Dans ce cadre, le juge judiciaire, et particulièrement la Cour de cassation et son parquet général, exercent leur office à l’occasion de l’examen des questions prioritaires de constitutionnalité et des pourvois dont ils sont saisis, relatifs notamment au délit de violation répétée des règles du confinement et au régime des prolongations de détention provisoire institué par l’article 16 de l’ordonnance du 25 mars 2020 portant adaptation des règles de procédure pénale. Ils exercent leur office à travers le contrôle de légalité des textes attaqués, au regard notamment du respect des principes fondamentaux d’égalité devant la loi et de proportionnalité.

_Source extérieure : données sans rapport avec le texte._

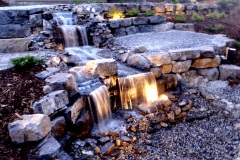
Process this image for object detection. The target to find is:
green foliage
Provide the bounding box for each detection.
[171,0,179,3]
[126,8,140,17]
[217,0,240,10]
[175,15,187,23]
[189,0,195,3]
[72,0,80,4]
[145,9,155,17]
[120,0,125,3]
[108,8,125,19]
[191,12,205,21]
[208,12,226,19]
[11,55,45,68]
[205,24,225,33]
[235,41,240,48]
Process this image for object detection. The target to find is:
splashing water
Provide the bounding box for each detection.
[90,85,112,132]
[118,72,158,110]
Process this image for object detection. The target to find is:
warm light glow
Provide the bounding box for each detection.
[159,94,169,101]
[112,14,121,20]
[144,83,158,105]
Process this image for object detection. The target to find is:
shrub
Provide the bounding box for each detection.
[11,55,45,68]
[175,15,187,23]
[145,9,155,16]
[108,8,125,19]
[126,8,140,17]
[191,12,205,21]
[73,0,80,4]
[235,41,240,48]
[205,24,225,33]
[208,12,226,19]
[171,0,179,3]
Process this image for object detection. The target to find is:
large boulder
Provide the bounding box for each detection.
[145,53,171,67]
[169,48,201,61]
[219,64,240,80]
[172,60,192,73]
[109,20,120,28]
[0,38,31,53]
[198,68,219,81]
[85,58,117,77]
[29,14,43,27]
[51,116,66,138]
[132,17,148,25]
[119,18,132,27]
[8,114,51,143]
[45,73,78,97]
[32,90,69,116]
[162,64,173,74]
[0,24,31,38]
[153,22,174,32]
[191,56,221,69]
[127,55,151,70]
[148,16,166,24]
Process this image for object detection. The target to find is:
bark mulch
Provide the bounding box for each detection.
[0,66,45,160]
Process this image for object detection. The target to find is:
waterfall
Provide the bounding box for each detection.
[90,85,112,132]
[118,72,159,110]
[52,12,88,47]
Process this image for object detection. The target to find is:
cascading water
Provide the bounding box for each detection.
[118,72,159,110]
[90,85,112,132]
[52,12,88,47]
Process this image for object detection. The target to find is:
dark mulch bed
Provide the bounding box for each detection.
[0,0,8,7]
[0,66,45,160]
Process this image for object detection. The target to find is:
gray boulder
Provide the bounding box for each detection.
[133,17,148,25]
[145,53,171,67]
[45,73,78,97]
[149,16,166,24]
[35,67,60,79]
[0,24,31,38]
[126,26,138,35]
[172,60,192,73]
[127,55,151,70]
[198,68,219,81]
[169,48,201,61]
[219,64,240,80]
[0,38,31,53]
[109,20,120,28]
[8,114,51,143]
[119,18,132,27]
[153,22,174,32]
[32,90,69,116]
[30,14,43,27]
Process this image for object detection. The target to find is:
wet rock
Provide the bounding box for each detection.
[51,116,66,138]
[127,55,150,70]
[65,97,84,124]
[198,68,219,81]
[85,58,117,77]
[138,104,151,115]
[156,79,166,95]
[151,114,168,124]
[111,149,121,157]
[86,138,97,147]
[134,46,147,53]
[150,67,162,78]
[169,48,201,61]
[32,90,69,116]
[8,114,51,144]
[172,60,192,73]
[30,14,43,27]
[175,112,187,119]
[191,56,221,69]
[71,111,93,138]
[145,53,171,67]
[45,73,78,97]
[100,142,115,156]
[182,100,193,112]
[120,51,131,63]
[55,151,72,160]
[120,136,132,143]
[162,74,179,90]
[98,137,110,145]
[178,99,188,107]
[0,38,31,53]
[61,55,81,65]
[219,64,240,80]
[29,136,61,159]
[139,117,151,132]
[132,17,148,25]
[153,22,174,32]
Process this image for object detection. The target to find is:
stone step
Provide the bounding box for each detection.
[0,38,31,53]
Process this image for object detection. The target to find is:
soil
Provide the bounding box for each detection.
[0,0,8,7]
[0,66,45,160]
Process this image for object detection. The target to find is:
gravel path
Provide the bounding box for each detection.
[114,30,215,52]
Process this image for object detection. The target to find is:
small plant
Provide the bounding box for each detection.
[11,55,45,68]
[171,0,179,3]
[208,12,226,19]
[191,12,205,21]
[120,0,125,3]
[145,9,155,16]
[72,0,80,4]
[235,41,240,48]
[126,8,140,17]
[175,15,187,23]
[108,8,125,19]
[205,24,225,33]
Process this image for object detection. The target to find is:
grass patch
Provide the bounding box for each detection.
[11,55,45,68]
[145,9,155,16]
[171,0,179,3]
[191,12,205,21]
[235,41,240,48]
[126,8,140,17]
[208,12,226,19]
[205,24,225,33]
[175,15,187,23]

La fi n du confinement, qui débute aujourd’hui, 11 mai 2020, signifie la reprise progressive de l’activité dans chaque juridiction. Dans ce contexte, il est essentiel de donner du sens à notre action collective et d’y instiller de l’intelligence et de l’ambition afin de permettre l’exercice optimal des missions de la justice. L’état d’urgence a rendu en effet plus que jamais essentiel le besoin de régulation sociale et indispensable le rôle du juge en sa qualité de gardien de la liberté individuelle. Il y a donc un intérêt majeur à retrouver le plus vite possible toute notre capacité à juger les affaires restées en suspens.

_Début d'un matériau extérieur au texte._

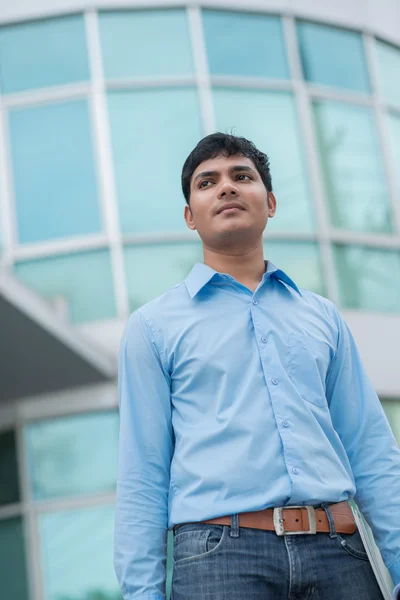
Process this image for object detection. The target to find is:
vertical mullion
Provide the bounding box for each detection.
[187,6,215,135]
[283,15,339,304]
[0,97,18,273]
[85,9,129,320]
[363,33,400,236]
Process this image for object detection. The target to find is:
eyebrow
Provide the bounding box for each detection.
[193,165,256,183]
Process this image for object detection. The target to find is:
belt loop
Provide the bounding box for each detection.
[321,503,337,539]
[229,514,240,538]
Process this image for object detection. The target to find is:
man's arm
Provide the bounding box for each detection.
[114,310,173,600]
[325,304,400,594]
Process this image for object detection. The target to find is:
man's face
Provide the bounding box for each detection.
[184,154,276,248]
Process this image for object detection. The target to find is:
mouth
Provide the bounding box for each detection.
[216,203,245,215]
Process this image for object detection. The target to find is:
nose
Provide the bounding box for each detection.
[217,180,239,199]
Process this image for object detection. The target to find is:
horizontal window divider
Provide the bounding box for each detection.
[3,82,92,109]
[13,234,109,262]
[31,491,116,514]
[210,75,293,90]
[123,231,200,245]
[330,230,400,248]
[307,85,373,105]
[0,502,25,520]
[106,75,197,90]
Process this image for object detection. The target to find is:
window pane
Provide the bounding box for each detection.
[203,11,289,78]
[0,15,89,94]
[213,89,315,232]
[39,505,121,600]
[100,9,194,78]
[0,517,29,600]
[25,412,118,500]
[10,99,101,244]
[334,245,400,312]
[386,111,400,203]
[14,250,116,323]
[124,243,202,311]
[381,400,400,443]
[263,241,325,296]
[375,40,400,107]
[313,100,392,233]
[108,89,203,233]
[0,430,20,505]
[297,22,370,92]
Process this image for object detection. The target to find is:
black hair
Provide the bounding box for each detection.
[181,132,272,205]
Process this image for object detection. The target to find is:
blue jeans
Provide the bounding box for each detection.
[171,511,384,599]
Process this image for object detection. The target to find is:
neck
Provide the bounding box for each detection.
[202,242,266,292]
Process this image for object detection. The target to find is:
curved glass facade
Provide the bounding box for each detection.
[0,5,400,600]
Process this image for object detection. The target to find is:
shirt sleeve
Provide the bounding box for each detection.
[114,310,174,600]
[325,305,400,589]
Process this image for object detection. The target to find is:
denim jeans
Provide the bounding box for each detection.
[171,509,384,599]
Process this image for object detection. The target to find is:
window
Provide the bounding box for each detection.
[14,250,116,323]
[10,99,101,244]
[213,89,315,232]
[333,245,400,312]
[108,88,203,234]
[381,399,400,443]
[0,517,29,600]
[99,9,194,79]
[0,430,20,506]
[313,100,392,233]
[386,111,400,208]
[375,40,400,107]
[203,11,289,79]
[124,242,202,311]
[297,21,370,92]
[0,15,89,94]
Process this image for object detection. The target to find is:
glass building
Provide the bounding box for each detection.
[0,1,399,599]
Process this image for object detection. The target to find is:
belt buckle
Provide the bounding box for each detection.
[273,505,317,536]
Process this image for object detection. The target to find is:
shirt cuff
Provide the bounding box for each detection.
[390,561,400,599]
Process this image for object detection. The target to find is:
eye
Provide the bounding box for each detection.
[237,174,251,181]
[198,180,212,189]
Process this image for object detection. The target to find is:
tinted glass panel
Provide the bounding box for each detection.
[334,245,400,312]
[0,517,29,600]
[10,99,101,244]
[14,250,116,323]
[0,430,20,505]
[100,9,193,78]
[39,505,121,600]
[263,241,325,296]
[386,111,400,207]
[313,100,392,233]
[124,242,202,311]
[108,89,203,233]
[381,400,400,443]
[203,11,289,78]
[213,89,315,232]
[375,40,400,107]
[297,22,370,92]
[0,15,89,94]
[25,412,118,500]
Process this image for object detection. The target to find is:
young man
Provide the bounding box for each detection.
[115,133,400,599]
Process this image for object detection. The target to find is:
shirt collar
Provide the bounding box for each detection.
[185,261,302,299]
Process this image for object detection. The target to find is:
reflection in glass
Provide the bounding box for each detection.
[108,89,203,233]
[0,517,29,600]
[25,412,119,500]
[381,399,400,443]
[203,11,289,78]
[124,242,202,311]
[386,112,400,204]
[39,505,121,600]
[10,100,101,244]
[263,241,325,296]
[297,22,370,92]
[375,40,400,107]
[0,430,20,505]
[14,250,116,324]
[213,89,315,232]
[0,15,89,94]
[313,100,392,233]
[99,9,194,79]
[334,245,400,312]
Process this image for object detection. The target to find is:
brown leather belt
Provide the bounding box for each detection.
[176,502,356,536]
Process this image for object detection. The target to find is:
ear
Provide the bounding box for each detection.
[184,205,196,231]
[267,192,277,218]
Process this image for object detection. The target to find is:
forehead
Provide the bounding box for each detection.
[192,154,257,179]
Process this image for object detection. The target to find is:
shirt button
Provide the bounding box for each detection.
[252,299,258,305]
[271,378,278,385]
[282,421,290,428]
[261,336,267,343]
[292,467,299,475]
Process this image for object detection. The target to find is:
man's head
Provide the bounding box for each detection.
[182,132,276,251]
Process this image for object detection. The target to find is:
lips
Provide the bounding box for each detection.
[216,202,245,214]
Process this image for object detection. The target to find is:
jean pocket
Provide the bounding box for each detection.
[338,531,369,561]
[288,332,331,408]
[173,525,226,565]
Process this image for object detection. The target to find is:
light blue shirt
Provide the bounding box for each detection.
[115,261,400,600]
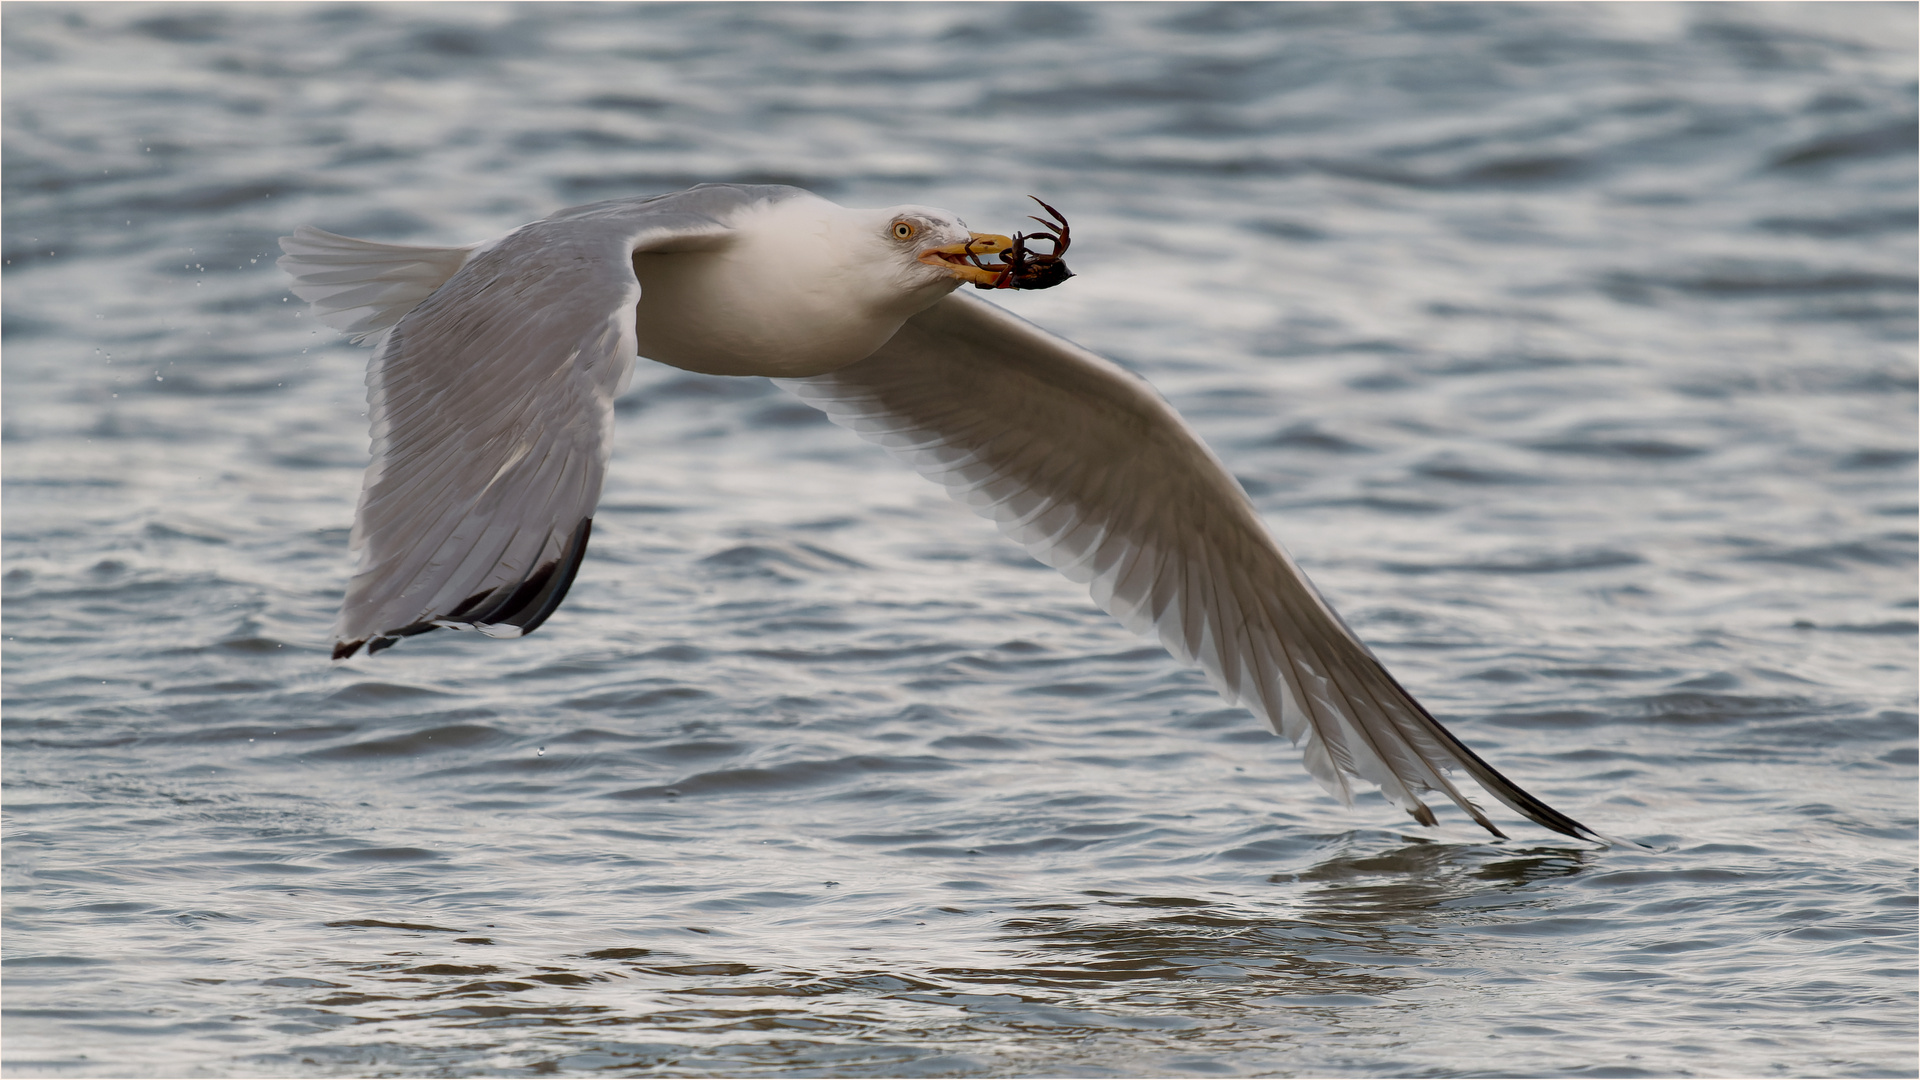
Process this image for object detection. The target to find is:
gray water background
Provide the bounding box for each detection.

Cela impose que nous retrouvions le sens de la concorde, particulièrement absente ces dernières semaines au vu des nombreuses polémiques qui ont agité le monde de la justice.

Cela impose l’aboutissement rapide des réformes de fond et particulièrement du statut du parquet indispensable à l’équilibre de notre procédure pénale, et dont l’adoption honorerait nos responsables politiques. Cela impose l’adoption de mesures structurelles pour préserver la profession d’avocat et trouver pour celle-ci un modèle économique durable, viable et permettant d’assurer l’exercice digne et efficace d’une défense de qualité dans notre pays.

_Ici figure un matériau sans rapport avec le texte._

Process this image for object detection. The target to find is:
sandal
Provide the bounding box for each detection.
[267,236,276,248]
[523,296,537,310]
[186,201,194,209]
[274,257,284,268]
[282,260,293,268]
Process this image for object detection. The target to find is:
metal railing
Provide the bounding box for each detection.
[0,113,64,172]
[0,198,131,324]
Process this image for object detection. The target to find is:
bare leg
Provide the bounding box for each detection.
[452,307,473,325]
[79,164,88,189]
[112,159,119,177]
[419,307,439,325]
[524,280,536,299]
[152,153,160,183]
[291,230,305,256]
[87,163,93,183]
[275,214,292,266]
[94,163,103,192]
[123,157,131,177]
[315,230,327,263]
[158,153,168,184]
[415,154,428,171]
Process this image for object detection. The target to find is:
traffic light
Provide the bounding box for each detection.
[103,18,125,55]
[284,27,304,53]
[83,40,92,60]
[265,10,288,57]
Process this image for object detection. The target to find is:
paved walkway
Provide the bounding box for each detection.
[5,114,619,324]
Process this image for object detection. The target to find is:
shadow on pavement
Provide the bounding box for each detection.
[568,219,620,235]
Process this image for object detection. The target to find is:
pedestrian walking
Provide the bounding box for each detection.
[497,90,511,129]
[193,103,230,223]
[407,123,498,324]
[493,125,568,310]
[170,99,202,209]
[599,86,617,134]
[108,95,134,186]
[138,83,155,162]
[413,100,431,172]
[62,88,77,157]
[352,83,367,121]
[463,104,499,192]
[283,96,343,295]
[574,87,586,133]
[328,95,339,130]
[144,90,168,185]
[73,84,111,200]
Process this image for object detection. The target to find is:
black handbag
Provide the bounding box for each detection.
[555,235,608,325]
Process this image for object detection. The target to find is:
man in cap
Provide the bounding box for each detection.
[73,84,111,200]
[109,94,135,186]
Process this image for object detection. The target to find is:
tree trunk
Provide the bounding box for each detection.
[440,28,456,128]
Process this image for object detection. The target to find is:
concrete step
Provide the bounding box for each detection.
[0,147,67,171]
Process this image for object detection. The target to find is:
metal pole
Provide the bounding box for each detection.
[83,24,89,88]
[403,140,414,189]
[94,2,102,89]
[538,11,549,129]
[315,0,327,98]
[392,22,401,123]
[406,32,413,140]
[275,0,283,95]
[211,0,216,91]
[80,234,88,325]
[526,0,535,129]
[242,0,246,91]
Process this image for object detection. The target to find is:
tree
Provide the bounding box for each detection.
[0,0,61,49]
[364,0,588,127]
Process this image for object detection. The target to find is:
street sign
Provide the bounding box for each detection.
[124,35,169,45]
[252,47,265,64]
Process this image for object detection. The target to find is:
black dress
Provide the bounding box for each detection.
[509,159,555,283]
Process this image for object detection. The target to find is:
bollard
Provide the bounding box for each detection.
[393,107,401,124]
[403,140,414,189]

Cela impose aussi de donner davantage de moyens à la justice dont l’état d’urgence sanitaire a souligné de nouveau à quel point ils étaient insuffisants.

Cela impose enfin que nous nous rassemblions, magistrats, fonctionnaires de justice et avocats, autour des valeurs que nous partageons, celles d’indépendance, de probité, de protection du secret professionnel et du respect dû ensemble à l’institution judiciaire, qui constitue notre bien commun.